1 Introduction
Shanghai Advanced Proton Therapy Facility (SAPT), a multi-room proton therapy system consisting of a 7 MeV Linac, a 70–235 MeV synchrotron and a beam switchyard, is to be installed at Shanghai Ruijin Hospital. The main advantage of proton therapy is that the charged particles deposit most of their energy over a narrow and deterministic range[1], hence the correct amount of dose delivery at correct position. So, the dose monitor should be of satisfied precision and latency [2-4].
The parallel plate ionization chamber (PPIC) is implemented for the dose monitor[5,6]. If the energy spectrum of delivered proton is not changed, the irradiation dose can be related to the PPIC output charge from the readout electronics, which is very common in nuclear electronics design.
However, instead of a data acquisition system in nuclear physics experiment, the dose monitor controls the dose delivered by the accelerator, and is similar to a sensor of a feedback system.

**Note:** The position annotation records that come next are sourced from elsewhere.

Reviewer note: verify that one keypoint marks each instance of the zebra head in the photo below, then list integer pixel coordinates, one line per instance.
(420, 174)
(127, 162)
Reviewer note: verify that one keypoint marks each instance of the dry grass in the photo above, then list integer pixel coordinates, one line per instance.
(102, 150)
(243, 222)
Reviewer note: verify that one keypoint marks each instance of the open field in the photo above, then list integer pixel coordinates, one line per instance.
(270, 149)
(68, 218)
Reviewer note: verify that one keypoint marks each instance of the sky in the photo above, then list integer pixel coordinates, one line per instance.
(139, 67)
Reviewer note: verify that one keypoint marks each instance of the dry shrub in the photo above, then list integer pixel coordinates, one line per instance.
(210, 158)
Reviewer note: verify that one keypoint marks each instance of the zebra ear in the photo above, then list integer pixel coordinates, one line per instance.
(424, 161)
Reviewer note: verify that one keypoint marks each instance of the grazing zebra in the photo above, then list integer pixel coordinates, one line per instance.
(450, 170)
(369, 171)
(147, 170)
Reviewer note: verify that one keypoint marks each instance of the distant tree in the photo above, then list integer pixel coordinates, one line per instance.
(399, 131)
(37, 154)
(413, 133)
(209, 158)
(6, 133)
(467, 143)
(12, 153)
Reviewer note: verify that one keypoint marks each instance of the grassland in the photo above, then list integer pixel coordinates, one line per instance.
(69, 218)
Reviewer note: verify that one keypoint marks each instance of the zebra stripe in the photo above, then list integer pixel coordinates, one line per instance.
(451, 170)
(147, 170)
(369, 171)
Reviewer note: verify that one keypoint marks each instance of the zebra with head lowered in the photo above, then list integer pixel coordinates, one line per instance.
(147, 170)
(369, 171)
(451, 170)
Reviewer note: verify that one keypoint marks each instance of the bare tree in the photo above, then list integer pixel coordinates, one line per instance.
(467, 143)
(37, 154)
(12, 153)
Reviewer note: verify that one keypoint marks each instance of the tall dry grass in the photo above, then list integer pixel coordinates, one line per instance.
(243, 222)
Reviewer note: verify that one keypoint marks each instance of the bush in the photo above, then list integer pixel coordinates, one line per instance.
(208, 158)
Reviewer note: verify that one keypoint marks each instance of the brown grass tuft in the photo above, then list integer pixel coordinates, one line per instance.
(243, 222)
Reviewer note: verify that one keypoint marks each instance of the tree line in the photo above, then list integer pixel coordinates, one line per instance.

So, the requirements of dose monitor electronics include not only the resolution and precision, but also the latency and data output rate.
The diagram of global dose control system is shown in Fig. 1. The measured dose is sent to Treatment Control System (TCS) by the dose monitor electronics, and TCS system switches beam on/off by turning RF-knockout (RFKO) controller on/off through the accelerator timing system. To improve the resolution, the dose monitor electronics shall be better in noise rejection, so the bandwidth shall be as narrow as possible. To improve the latency, the bandwidth and sampling rate shall be as fast as possible. Therefore, the dose monitor electronics design shall realize the balance of these paradox requirements.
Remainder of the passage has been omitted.